The mood was captured by ABC chief global affairs correspondent Martha Raddatz, winner of the Sol Taishoff award for excellence in broadcast journalism (the award is named after B&C's co-founder and editor).
Raddatz said there was a "crisis of faith" in the country, and it starts with journalists. Americans don't trust each other anymore. They don't trust their government of their institutions. As many politicians and pundits will tell you, they don't trust us either."
She said that lack of trust was "dangerous," saying: "If we cannot agree on the facts, we cannot agree on a response. And this country faces enormous challenges that demand a response."
She said it was "on us, the much-maligned media, to win that trust back." She said that will come from doing "thorough, honest reporting."
She suggested that effort was already well underway. "That is why it inspiring to me to see the work of so many fellow reporters this year doing just that."

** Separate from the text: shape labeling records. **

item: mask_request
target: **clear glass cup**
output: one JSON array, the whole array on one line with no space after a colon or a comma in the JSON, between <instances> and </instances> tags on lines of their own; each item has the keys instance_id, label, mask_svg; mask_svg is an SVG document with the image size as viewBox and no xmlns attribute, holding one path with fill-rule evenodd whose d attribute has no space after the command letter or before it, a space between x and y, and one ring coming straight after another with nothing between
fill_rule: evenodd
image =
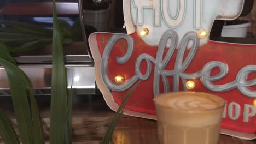
<instances>
[{"instance_id":1,"label":"clear glass cup","mask_svg":"<svg viewBox=\"0 0 256 144\"><path fill-rule=\"evenodd\" d=\"M169 92L155 99L161 144L216 144L225 101L193 92Z\"/></svg>"}]
</instances>

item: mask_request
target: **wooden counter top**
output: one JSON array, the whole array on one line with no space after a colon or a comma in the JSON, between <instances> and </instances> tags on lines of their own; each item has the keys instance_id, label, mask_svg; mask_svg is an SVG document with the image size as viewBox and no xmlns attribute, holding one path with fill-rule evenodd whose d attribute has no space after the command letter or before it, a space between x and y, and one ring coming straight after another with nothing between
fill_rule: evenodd
<instances>
[{"instance_id":1,"label":"wooden counter top","mask_svg":"<svg viewBox=\"0 0 256 144\"><path fill-rule=\"evenodd\" d=\"M3 109L15 123L14 112L10 105L10 98L0 97L0 109ZM46 100L47 99L48 100ZM45 96L38 98L44 125L45 139L48 140L50 132L49 99L49 98L46 98ZM101 95L74 97L74 101L72 117L73 143L99 143L115 113L108 108ZM158 144L156 129L155 121L123 116L114 132L114 143ZM0 143L3 143L1 139ZM246 141L220 135L218 143L240 143L256 144L256 140Z\"/></svg>"}]
</instances>

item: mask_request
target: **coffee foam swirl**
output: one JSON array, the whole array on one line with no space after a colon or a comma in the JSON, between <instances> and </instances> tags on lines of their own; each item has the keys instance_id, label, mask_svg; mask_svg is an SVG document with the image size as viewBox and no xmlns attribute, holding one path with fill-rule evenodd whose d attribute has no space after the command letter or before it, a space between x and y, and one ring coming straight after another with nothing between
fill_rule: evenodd
<instances>
[{"instance_id":1,"label":"coffee foam swirl","mask_svg":"<svg viewBox=\"0 0 256 144\"><path fill-rule=\"evenodd\" d=\"M157 103L168 107L192 111L215 109L222 105L217 99L200 95L165 95L159 98Z\"/></svg>"},{"instance_id":2,"label":"coffee foam swirl","mask_svg":"<svg viewBox=\"0 0 256 144\"><path fill-rule=\"evenodd\" d=\"M201 110L218 107L216 101L208 98L197 96L176 97L166 102L168 106L177 109Z\"/></svg>"}]
</instances>

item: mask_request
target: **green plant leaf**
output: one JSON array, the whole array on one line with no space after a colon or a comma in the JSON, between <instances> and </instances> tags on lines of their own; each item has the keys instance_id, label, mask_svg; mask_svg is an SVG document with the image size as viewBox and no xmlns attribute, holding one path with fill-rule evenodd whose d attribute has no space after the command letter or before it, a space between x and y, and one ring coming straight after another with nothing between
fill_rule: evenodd
<instances>
[{"instance_id":1,"label":"green plant leaf","mask_svg":"<svg viewBox=\"0 0 256 144\"><path fill-rule=\"evenodd\" d=\"M22 22L0 20L0 24L5 25L7 26L13 27L26 33L46 36L51 36L53 34L53 32L50 29L46 29L42 26Z\"/></svg>"},{"instance_id":2,"label":"green plant leaf","mask_svg":"<svg viewBox=\"0 0 256 144\"><path fill-rule=\"evenodd\" d=\"M10 55L7 52L7 46L4 44L0 43L0 57L3 58L5 60L9 61L14 65L16 65L16 64ZM14 65L11 65L15 67ZM24 85L26 87L27 94L30 96L31 105L31 114L33 124L33 134L34 134L34 143L43 144L45 143L44 131L43 129L43 125L42 124L40 114L37 106L36 100L33 92L32 92L32 85L29 81L29 79L27 75L20 68L16 67L15 68L13 68L15 71L17 77L20 77ZM9 77L8 77L9 78ZM10 86L10 88L12 87ZM29 112L29 111L28 111ZM16 117L18 116L16 115ZM18 123L19 125L19 123Z\"/></svg>"},{"instance_id":3,"label":"green plant leaf","mask_svg":"<svg viewBox=\"0 0 256 144\"><path fill-rule=\"evenodd\" d=\"M0 58L0 64L5 68L8 77L13 103L22 143L34 143L33 124L27 99L27 86L17 75L20 70L13 63Z\"/></svg>"},{"instance_id":4,"label":"green plant leaf","mask_svg":"<svg viewBox=\"0 0 256 144\"><path fill-rule=\"evenodd\" d=\"M6 144L19 144L20 141L11 122L0 110L0 135Z\"/></svg>"},{"instance_id":5,"label":"green plant leaf","mask_svg":"<svg viewBox=\"0 0 256 144\"><path fill-rule=\"evenodd\" d=\"M115 112L115 116L108 127L108 130L107 130L103 139L101 142L101 144L109 144L112 137L113 133L117 126L120 118L121 117L123 113L125 111L124 107L126 105L127 101L130 98L130 96L132 94L132 92L135 90L137 87L139 85L140 81L138 81L129 90L125 97L123 100L122 103L119 106L118 110Z\"/></svg>"},{"instance_id":6,"label":"green plant leaf","mask_svg":"<svg viewBox=\"0 0 256 144\"><path fill-rule=\"evenodd\" d=\"M8 46L3 43L0 42L0 57L5 59L15 65L17 65L14 59L8 52Z\"/></svg>"},{"instance_id":7,"label":"green plant leaf","mask_svg":"<svg viewBox=\"0 0 256 144\"><path fill-rule=\"evenodd\" d=\"M62 47L63 37L53 2L53 71L51 80L50 142L65 143L67 127L67 75Z\"/></svg>"}]
</instances>

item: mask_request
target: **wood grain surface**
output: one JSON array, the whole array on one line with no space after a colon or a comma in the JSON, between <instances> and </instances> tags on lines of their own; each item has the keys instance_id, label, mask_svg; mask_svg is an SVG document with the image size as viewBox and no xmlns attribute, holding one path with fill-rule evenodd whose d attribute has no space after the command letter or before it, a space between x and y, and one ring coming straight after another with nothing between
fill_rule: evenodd
<instances>
[{"instance_id":1,"label":"wood grain surface","mask_svg":"<svg viewBox=\"0 0 256 144\"><path fill-rule=\"evenodd\" d=\"M48 100L45 100L45 99ZM49 139L49 98L38 98L44 123L45 139ZM74 144L99 143L114 112L110 110L101 95L74 97L72 125ZM0 109L8 113L16 128L10 97L0 97ZM158 144L156 121L123 116L113 135L113 143ZM0 143L3 142L0 138ZM256 140L247 141L224 135L218 144L256 144Z\"/></svg>"}]
</instances>

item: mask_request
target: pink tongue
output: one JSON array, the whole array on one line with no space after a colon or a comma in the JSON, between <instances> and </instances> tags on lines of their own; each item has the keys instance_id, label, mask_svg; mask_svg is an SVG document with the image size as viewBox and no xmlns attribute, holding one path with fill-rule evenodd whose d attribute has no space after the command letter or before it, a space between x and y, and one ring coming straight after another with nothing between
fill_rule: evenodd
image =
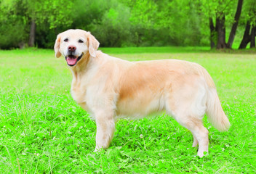
<instances>
[{"instance_id":1,"label":"pink tongue","mask_svg":"<svg viewBox=\"0 0 256 174\"><path fill-rule=\"evenodd\" d=\"M67 58L67 62L68 65L75 65L76 62L76 59L77 58L73 58L73 57L68 57Z\"/></svg>"}]
</instances>

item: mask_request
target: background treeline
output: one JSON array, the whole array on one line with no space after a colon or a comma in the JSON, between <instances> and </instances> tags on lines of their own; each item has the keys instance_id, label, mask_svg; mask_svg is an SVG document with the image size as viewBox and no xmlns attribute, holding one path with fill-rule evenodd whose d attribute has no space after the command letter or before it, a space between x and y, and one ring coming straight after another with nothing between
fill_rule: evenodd
<instances>
[{"instance_id":1,"label":"background treeline","mask_svg":"<svg viewBox=\"0 0 256 174\"><path fill-rule=\"evenodd\" d=\"M52 49L57 34L69 28L91 31L101 46L255 47L256 0L0 3L0 49Z\"/></svg>"}]
</instances>

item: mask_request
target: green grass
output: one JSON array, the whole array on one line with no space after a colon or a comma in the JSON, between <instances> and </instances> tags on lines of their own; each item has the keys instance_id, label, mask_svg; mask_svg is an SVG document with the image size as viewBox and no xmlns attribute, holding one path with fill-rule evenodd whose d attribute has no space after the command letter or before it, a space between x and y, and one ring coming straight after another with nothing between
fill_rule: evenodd
<instances>
[{"instance_id":1,"label":"green grass","mask_svg":"<svg viewBox=\"0 0 256 174\"><path fill-rule=\"evenodd\" d=\"M220 133L204 119L209 151L200 159L191 133L168 115L121 120L110 148L93 153L95 123L71 96L64 59L55 58L52 50L0 51L0 173L256 173L255 54L175 47L103 50L132 61L199 63L215 82L230 130Z\"/></svg>"}]
</instances>

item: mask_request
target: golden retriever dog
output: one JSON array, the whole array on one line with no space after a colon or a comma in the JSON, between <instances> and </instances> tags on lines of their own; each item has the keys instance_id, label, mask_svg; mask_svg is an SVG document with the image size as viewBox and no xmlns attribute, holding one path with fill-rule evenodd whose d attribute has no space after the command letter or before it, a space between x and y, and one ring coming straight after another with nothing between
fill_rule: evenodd
<instances>
[{"instance_id":1,"label":"golden retriever dog","mask_svg":"<svg viewBox=\"0 0 256 174\"><path fill-rule=\"evenodd\" d=\"M219 130L230 123L207 71L196 63L177 59L129 62L97 51L100 43L89 33L68 30L57 36L56 57L63 55L73 80L73 99L95 120L95 152L107 149L116 121L165 110L191 131L198 155L208 152L206 113Z\"/></svg>"}]
</instances>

Raddatz pointed out that a new bombshell revelation was being dropped every night. "just as everyone else is finally trying to fall asleep." At about the time she was speaking, some in the room were accessing a new story in the Wall Street Journalthat Presidential son-in-law Jared Kushner had met with Time Warner execs in the past few weeks to express the Administration's displeasure with CNN's coverage. Not that the President has made any secret of that, accusing CNN of "fake news," and earlier in the day upping his view to "Very fake news."
Raddatz praised her colleagues and competitors, including Fox's Chris Wallace and CNN's Jake Tapper. She conceded that they were all in constant competition for "the latest scoop or the next blockbuster report." But she suggested it was a "team of rivals in constant pursuit of the truth," adding: "I'm so proud to be on this team."
Former New York Times ombudsman Clark Hoyt, who received the W.M. Kiplinger Award for distinguished contributions to journalism, said that "in the fact of a concerted effort to undermine their legitimacy, reporters, editors and their companies are standing tall, not as an opposition party but as journalists devoted to the facts."
Saying it was the heart of what journalists do, he urged his audience to "get the truth and print it."